FAIR Sequence Modeling Toolkit 2

https://facebookresearch.github.io/fairseq2/

MIT License

695 stars 83 forks source link

Raw source for fairseq2n code #370

Open natgillin opened 8 months ago

natgillin commented 8 months ago

There's a few points in the codebase that imports from fairseq2n code, is there a pointer to the raw source to those?

E.g.

from fairseq2n.bindings.data.text.sentence import ...
from fairseq2n import DOC_MODE
from fairseq2n.bindings.data.text.text_reader import ...

cbalioglu commented 8 months ago

Hey @natgillin, you can find the fairseq2n (fairseq2 Native) source code under https://github.com/facebookresearch/fairseq2/tree/main/native.

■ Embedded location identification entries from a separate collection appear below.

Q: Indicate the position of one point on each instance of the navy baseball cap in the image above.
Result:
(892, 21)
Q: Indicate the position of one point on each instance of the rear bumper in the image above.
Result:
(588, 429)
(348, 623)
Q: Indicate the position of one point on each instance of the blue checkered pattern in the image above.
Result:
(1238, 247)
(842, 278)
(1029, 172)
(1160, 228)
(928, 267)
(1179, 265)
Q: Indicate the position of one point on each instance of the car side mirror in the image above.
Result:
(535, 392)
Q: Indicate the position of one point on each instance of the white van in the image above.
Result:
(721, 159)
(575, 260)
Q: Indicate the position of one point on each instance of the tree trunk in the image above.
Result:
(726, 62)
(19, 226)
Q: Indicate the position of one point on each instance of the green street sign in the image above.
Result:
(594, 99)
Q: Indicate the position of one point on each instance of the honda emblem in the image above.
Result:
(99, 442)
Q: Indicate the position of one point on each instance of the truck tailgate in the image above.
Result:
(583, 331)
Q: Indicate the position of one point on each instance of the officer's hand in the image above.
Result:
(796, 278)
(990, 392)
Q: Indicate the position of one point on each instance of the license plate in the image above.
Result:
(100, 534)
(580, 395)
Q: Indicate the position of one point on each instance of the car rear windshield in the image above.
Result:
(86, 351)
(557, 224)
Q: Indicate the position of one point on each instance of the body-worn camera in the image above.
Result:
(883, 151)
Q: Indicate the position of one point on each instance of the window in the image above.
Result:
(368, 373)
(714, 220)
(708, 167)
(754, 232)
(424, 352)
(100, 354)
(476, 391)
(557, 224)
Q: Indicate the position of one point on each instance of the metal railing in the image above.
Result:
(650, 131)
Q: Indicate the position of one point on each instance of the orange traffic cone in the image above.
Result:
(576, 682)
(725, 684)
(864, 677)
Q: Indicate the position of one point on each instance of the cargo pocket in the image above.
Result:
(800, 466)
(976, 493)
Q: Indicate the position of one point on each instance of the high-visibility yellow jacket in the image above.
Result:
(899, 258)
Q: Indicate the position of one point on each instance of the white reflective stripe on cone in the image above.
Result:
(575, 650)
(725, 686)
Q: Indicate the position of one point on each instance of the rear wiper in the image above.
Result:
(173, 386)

natgillin commented 8 months ago

Thanks @cbalioglu for the pointer!

Regarding the fairseq2n.bindings, is there a way to avoid them? I see that they are mainly used in https://github.com/facebookresearch/fairseq2/blob/main/src/fairseq2/data/text/sentencepiece.py

Is there a way to load directly from https://github.com/google/sentencepiece?tab=readme-ov-file#overview instead of

load_basic_sentencepiece_tokenizer = StandardTextTokenizerLoader(
    default_asset_store,
    default_download_manager,
    lambda path, _: BasicSentencePieceTokenizer(path),
)

from https://github.com/facebookresearch/fairseq2/blob/main/src/fairseq2/data/text/sentencepiece.py#L225C1-L229C2?

cbalioglu commented 8 months ago

Hey @natgillin, I might be more helpful if you can tell me what you want to achieve. The sentencepiece implementation in fairseq2 is fully compatible with Google's sentencepiece. In fact, in fairseq2n we use the native API of sentencepiece.

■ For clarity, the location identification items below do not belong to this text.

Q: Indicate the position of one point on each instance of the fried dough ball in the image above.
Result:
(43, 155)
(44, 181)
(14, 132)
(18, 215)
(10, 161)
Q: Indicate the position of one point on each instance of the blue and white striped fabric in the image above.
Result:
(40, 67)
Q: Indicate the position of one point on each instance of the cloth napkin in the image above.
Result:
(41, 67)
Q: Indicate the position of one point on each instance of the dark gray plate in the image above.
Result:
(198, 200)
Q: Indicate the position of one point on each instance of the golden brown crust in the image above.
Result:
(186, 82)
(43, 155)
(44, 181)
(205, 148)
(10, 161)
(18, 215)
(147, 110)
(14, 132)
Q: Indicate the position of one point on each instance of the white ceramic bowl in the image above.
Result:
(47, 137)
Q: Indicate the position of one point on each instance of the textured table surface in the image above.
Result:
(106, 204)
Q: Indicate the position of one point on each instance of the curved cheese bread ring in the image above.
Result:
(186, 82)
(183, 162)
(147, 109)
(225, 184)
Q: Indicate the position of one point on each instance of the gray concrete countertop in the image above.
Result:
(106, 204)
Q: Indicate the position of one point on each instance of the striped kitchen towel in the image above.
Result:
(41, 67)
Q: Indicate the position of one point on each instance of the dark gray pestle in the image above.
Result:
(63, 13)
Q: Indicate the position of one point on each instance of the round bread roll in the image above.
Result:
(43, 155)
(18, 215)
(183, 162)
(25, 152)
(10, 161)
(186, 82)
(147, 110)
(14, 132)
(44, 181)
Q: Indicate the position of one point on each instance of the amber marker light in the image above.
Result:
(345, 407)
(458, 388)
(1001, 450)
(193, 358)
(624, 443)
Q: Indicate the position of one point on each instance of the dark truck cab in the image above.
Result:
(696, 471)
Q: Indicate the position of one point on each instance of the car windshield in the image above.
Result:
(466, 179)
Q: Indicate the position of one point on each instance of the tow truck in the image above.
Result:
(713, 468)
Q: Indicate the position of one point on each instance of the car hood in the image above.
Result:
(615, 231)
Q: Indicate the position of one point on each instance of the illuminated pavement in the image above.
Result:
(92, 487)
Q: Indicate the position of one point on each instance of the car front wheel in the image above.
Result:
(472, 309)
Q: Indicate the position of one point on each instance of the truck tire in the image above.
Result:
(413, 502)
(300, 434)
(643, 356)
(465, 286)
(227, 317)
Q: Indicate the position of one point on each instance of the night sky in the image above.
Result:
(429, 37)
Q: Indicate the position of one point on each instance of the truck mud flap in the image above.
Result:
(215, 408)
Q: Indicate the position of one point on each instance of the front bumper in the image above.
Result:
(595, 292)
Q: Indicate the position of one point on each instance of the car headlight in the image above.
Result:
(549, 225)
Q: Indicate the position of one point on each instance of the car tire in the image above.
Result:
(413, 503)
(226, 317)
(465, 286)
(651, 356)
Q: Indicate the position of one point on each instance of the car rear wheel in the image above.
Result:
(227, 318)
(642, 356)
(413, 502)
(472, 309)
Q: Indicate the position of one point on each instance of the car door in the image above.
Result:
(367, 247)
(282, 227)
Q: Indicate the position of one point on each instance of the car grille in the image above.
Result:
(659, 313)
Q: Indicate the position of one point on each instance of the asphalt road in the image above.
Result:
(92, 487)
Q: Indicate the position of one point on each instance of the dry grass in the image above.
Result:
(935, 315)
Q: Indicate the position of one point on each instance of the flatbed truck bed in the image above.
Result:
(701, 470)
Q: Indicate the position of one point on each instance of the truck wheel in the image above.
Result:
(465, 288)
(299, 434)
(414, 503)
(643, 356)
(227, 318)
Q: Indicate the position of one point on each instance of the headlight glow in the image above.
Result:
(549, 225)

natgillin commented 7 months ago

Thanks for the explanation!

We're trying to merge as much code as possible from fairseq2 to our own fairseq fork since we're not sure if that'll eventually be the case on the public repository. We are having some of the decoder-only models into fairseq works in by copying some of the code blocks in fairseq2 , but we found some dependencies of the fairseq.data.text relying on fairseq2n.

Removing the fairseq2n dependency would have essentially allow us to backport some fairseq2 features/models support to fairseq.